This is the place of choice for would-be asylum seekers beginning their risky, clandestine journeys to the UK hidden aboard freight cars. The French police have stepped up their patrols for the last few nights after angry complaints about lax security from the British Government. The patrols have done nothing to deter the groups of well-dressed men and women from Turkey, Iraq and eastern Europe who are everywhere on the roads between Calais, Frethun and the Sangatte Red Cross centre.

"I know there are supposed to be many guards now especially when it is night," said Aman, a 28-year-old Iraqi man in jeans, trainers and a multicoloured sweater, one of three heading to the rail yard on Friday evening. "I will still try to go, the night is my opportunity. I will go no matter how many police." His friend in a mock leather jacket agreed: "The number of police is not important."

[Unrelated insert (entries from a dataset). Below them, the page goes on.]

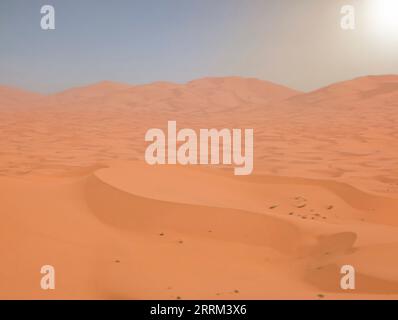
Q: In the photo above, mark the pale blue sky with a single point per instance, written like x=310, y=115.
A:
x=297, y=43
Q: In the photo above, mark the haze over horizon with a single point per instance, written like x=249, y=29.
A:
x=300, y=46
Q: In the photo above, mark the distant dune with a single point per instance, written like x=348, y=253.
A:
x=76, y=193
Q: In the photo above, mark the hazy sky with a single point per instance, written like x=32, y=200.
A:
x=298, y=43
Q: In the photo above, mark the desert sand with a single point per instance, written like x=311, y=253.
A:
x=76, y=193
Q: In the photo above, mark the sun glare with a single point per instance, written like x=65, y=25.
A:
x=384, y=16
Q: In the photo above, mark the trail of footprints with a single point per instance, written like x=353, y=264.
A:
x=303, y=211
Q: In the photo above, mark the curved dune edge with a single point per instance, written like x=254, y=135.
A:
x=108, y=242
x=317, y=257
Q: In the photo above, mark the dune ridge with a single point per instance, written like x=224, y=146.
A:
x=77, y=194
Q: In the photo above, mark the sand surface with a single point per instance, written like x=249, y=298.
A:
x=76, y=193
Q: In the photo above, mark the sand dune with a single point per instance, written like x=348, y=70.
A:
x=76, y=193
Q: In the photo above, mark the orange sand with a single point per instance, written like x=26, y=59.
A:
x=76, y=193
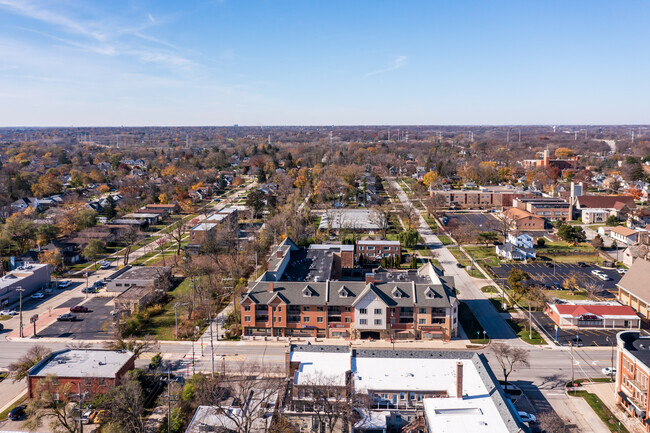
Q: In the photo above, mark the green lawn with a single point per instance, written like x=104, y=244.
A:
x=463, y=260
x=470, y=325
x=521, y=328
x=601, y=410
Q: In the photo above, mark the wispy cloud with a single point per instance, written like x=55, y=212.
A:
x=397, y=64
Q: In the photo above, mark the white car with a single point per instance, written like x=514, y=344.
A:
x=608, y=371
x=527, y=417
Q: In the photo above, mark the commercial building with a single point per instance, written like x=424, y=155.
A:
x=592, y=315
x=625, y=235
x=374, y=251
x=85, y=370
x=633, y=374
x=154, y=277
x=451, y=388
x=300, y=296
x=634, y=290
x=30, y=278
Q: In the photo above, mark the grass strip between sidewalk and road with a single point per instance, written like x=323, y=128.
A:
x=601, y=410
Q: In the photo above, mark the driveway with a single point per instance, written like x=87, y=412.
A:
x=88, y=326
x=469, y=292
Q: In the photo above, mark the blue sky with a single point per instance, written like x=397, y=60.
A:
x=303, y=62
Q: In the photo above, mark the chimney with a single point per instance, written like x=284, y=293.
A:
x=459, y=380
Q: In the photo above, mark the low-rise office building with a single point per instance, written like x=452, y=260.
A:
x=634, y=290
x=633, y=375
x=85, y=370
x=30, y=278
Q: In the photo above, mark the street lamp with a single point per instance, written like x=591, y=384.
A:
x=20, y=291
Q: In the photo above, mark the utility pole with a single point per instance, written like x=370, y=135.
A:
x=530, y=323
x=20, y=291
x=211, y=341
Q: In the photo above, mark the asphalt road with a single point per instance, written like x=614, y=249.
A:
x=484, y=311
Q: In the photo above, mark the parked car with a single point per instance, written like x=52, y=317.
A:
x=527, y=417
x=17, y=413
x=608, y=371
x=8, y=312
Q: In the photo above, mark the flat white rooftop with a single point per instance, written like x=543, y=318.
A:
x=83, y=363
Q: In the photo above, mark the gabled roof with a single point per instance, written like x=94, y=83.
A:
x=596, y=310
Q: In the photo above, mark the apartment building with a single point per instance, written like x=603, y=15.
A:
x=301, y=296
x=375, y=250
x=491, y=197
x=633, y=374
x=551, y=209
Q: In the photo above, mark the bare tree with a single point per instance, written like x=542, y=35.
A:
x=18, y=369
x=327, y=400
x=380, y=216
x=255, y=390
x=177, y=232
x=129, y=238
x=509, y=357
x=54, y=404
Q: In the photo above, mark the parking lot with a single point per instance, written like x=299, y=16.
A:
x=549, y=273
x=88, y=326
x=483, y=221
x=585, y=337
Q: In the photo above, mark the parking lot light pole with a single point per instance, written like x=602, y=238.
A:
x=20, y=291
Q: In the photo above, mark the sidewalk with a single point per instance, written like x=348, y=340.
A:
x=606, y=392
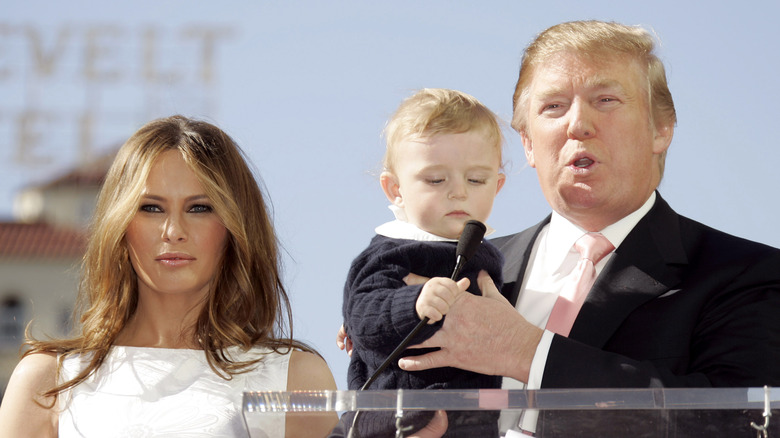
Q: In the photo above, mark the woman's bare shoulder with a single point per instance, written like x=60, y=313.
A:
x=308, y=371
x=25, y=411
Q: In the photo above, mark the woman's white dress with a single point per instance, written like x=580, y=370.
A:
x=159, y=392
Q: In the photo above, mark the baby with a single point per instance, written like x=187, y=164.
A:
x=442, y=168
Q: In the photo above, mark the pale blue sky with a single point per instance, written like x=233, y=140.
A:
x=305, y=87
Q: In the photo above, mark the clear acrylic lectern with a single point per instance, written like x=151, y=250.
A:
x=634, y=413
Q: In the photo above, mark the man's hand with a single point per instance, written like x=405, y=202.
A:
x=482, y=334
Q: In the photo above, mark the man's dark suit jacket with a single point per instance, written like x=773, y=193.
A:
x=679, y=304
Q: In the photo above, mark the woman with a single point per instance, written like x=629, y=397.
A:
x=182, y=305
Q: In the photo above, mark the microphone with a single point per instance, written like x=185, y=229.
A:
x=468, y=242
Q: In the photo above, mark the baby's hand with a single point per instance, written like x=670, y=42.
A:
x=437, y=296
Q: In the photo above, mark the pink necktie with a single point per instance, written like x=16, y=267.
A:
x=592, y=248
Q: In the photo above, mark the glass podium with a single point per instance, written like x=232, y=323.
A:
x=634, y=413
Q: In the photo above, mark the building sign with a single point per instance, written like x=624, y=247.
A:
x=68, y=91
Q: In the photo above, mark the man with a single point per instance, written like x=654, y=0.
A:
x=677, y=304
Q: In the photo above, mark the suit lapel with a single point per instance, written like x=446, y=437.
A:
x=516, y=250
x=643, y=267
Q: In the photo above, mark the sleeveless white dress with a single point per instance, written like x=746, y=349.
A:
x=159, y=392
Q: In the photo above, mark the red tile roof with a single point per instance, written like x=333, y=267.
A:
x=39, y=240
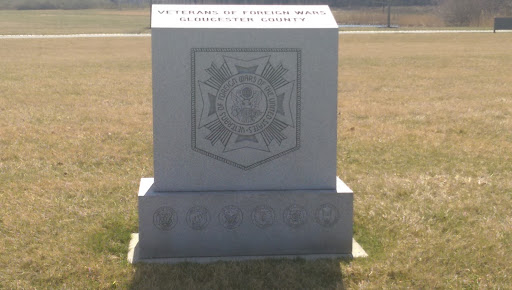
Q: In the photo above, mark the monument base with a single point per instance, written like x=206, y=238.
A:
x=134, y=255
x=210, y=226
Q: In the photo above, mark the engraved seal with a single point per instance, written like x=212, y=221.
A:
x=295, y=216
x=327, y=215
x=198, y=217
x=263, y=216
x=246, y=104
x=246, y=100
x=230, y=217
x=165, y=218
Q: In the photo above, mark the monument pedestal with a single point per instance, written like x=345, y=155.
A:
x=244, y=223
x=245, y=136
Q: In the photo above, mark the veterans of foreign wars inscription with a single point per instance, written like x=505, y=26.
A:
x=245, y=142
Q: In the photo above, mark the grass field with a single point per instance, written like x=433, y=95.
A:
x=425, y=142
x=73, y=21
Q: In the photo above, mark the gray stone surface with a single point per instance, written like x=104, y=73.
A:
x=134, y=255
x=245, y=123
x=244, y=223
x=241, y=107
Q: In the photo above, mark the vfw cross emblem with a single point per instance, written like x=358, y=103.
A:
x=245, y=104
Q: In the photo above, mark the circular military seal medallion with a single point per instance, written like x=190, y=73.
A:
x=295, y=216
x=327, y=215
x=230, y=217
x=246, y=104
x=198, y=217
x=165, y=218
x=263, y=216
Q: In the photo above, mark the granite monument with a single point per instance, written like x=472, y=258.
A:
x=245, y=122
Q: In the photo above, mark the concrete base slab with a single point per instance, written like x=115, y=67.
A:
x=134, y=255
x=296, y=223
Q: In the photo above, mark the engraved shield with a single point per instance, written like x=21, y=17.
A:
x=245, y=104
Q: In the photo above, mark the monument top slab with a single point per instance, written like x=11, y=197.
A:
x=242, y=16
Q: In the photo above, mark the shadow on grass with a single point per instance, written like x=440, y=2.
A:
x=264, y=274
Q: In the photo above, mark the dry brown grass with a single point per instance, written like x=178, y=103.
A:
x=424, y=140
x=426, y=144
x=401, y=16
x=73, y=21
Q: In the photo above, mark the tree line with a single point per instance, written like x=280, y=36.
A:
x=87, y=4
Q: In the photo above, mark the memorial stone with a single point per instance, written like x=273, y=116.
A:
x=245, y=135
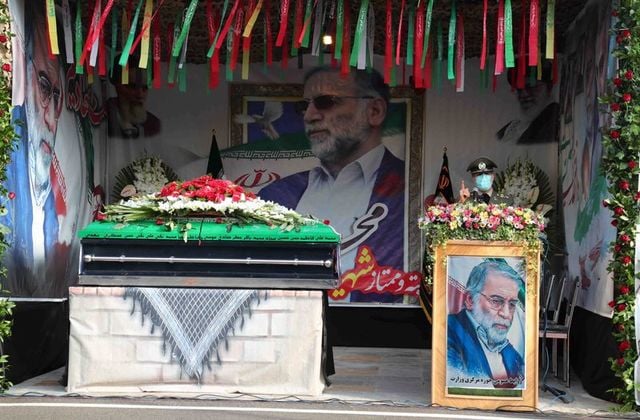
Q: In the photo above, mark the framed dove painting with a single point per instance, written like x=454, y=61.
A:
x=381, y=247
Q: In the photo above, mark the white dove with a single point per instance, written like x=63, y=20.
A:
x=271, y=112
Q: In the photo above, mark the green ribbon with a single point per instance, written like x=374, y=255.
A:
x=362, y=20
x=215, y=39
x=451, y=42
x=427, y=29
x=339, y=30
x=191, y=10
x=124, y=58
x=78, y=49
x=307, y=19
x=438, y=69
x=114, y=40
x=410, y=37
x=508, y=35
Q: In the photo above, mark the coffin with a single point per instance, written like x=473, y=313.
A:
x=209, y=254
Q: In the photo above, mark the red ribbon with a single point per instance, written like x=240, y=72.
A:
x=346, y=40
x=483, y=53
x=157, y=45
x=418, y=45
x=534, y=24
x=269, y=40
x=522, y=50
x=399, y=40
x=388, y=44
x=499, y=67
x=284, y=21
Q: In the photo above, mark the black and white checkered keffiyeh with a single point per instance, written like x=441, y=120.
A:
x=194, y=322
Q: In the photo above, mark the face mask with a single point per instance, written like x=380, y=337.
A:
x=483, y=182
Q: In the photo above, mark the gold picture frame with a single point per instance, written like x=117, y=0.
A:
x=247, y=98
x=464, y=370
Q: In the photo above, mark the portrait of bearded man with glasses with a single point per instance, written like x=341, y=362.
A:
x=48, y=179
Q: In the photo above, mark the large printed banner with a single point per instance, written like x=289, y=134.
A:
x=51, y=173
x=587, y=224
x=374, y=250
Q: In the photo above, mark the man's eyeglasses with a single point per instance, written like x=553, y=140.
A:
x=498, y=302
x=325, y=102
x=49, y=92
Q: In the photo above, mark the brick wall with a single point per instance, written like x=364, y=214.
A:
x=277, y=351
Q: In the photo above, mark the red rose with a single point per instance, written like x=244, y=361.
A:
x=625, y=345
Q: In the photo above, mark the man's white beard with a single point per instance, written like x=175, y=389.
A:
x=39, y=162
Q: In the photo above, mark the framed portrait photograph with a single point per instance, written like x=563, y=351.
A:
x=485, y=325
x=270, y=145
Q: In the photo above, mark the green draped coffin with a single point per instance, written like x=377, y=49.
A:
x=209, y=254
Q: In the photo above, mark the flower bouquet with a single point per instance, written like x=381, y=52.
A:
x=478, y=221
x=206, y=196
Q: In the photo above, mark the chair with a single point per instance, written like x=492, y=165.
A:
x=558, y=327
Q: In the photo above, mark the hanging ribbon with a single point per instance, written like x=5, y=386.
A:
x=157, y=53
x=305, y=35
x=146, y=34
x=440, y=57
x=508, y=35
x=534, y=21
x=52, y=26
x=551, y=29
x=499, y=65
x=522, y=50
x=346, y=42
x=360, y=29
x=483, y=52
x=318, y=24
x=337, y=53
x=451, y=41
x=427, y=31
x=399, y=41
x=410, y=37
x=388, y=43
x=114, y=40
x=66, y=25
x=418, y=45
x=96, y=45
x=284, y=21
x=124, y=57
x=460, y=55
x=78, y=45
x=222, y=34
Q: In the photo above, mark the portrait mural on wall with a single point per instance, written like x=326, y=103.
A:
x=341, y=155
x=486, y=307
x=51, y=169
x=588, y=231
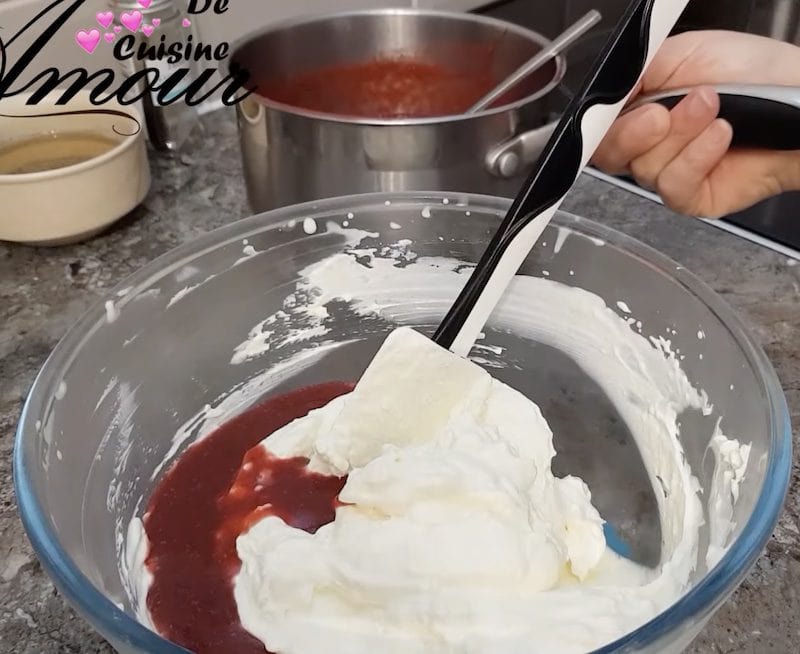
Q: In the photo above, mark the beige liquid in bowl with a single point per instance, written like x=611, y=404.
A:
x=51, y=151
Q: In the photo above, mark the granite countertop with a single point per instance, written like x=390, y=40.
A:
x=43, y=291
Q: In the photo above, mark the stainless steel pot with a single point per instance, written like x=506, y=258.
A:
x=292, y=155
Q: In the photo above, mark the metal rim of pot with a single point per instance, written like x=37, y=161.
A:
x=560, y=62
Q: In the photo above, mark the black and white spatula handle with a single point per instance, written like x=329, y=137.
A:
x=638, y=35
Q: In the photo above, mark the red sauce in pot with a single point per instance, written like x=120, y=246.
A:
x=385, y=88
x=215, y=491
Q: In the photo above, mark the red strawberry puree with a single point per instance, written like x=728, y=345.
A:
x=215, y=491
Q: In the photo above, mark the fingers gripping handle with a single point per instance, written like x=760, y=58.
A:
x=762, y=116
x=637, y=37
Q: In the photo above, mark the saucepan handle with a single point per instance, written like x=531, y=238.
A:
x=762, y=116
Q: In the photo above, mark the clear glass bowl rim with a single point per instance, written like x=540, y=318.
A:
x=111, y=621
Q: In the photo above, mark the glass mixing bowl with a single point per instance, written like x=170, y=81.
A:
x=101, y=416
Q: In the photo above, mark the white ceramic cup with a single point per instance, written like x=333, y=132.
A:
x=73, y=202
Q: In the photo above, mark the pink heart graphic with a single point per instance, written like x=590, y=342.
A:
x=88, y=40
x=131, y=19
x=104, y=18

It is easy to see why they are so confident. The double wire fence around the freight yard is 8ft high. But its three-mile perimeter is punctured with rips and holes. Looking over the floodlit tracks from the outside, I could see that the police are heavily outnumbered despite the resumption of night-time patrols.

"We know the police numbers change," said Aman. "But we want a good life. We will work harder to get on the trains."

The first French officers appeared around 7.30 pm as the light started to fade. But the moment they disappeared, well-dressed men scrambled through the outer fence and climbed the inner wire guarding the complex.

All night it was possible to count gaps of 20 or 30 minutes when no one was in sight but the asylum seekers. At one place in the yard during a four-hour period there appeared to be just six French policemen assigned to deal with dozens of refugees. The officers work in shifts beginning with a few men at 5pm and stepping up the security as the night goes on. At the peak time for confrontation – between 11pm and 3am – there were more than 55 police but the asylum seekers were in their hundreds. During the day there were no patrols at all and security seemed non-existent.

Those who got caught were later returned to the Red Cross centre at Sangatte, the scene of riots last week. French police had to fire tear gas to break up fights between the refugees.

"If you have 300 blokes against a few dozen police officers you have to wonder," said Andy Lickfold, a spokesmen for the freight operator, English Welsh & Scottish Railway. By Friday, 14 more asylum seekers had reached Britain despite the renewed police presence.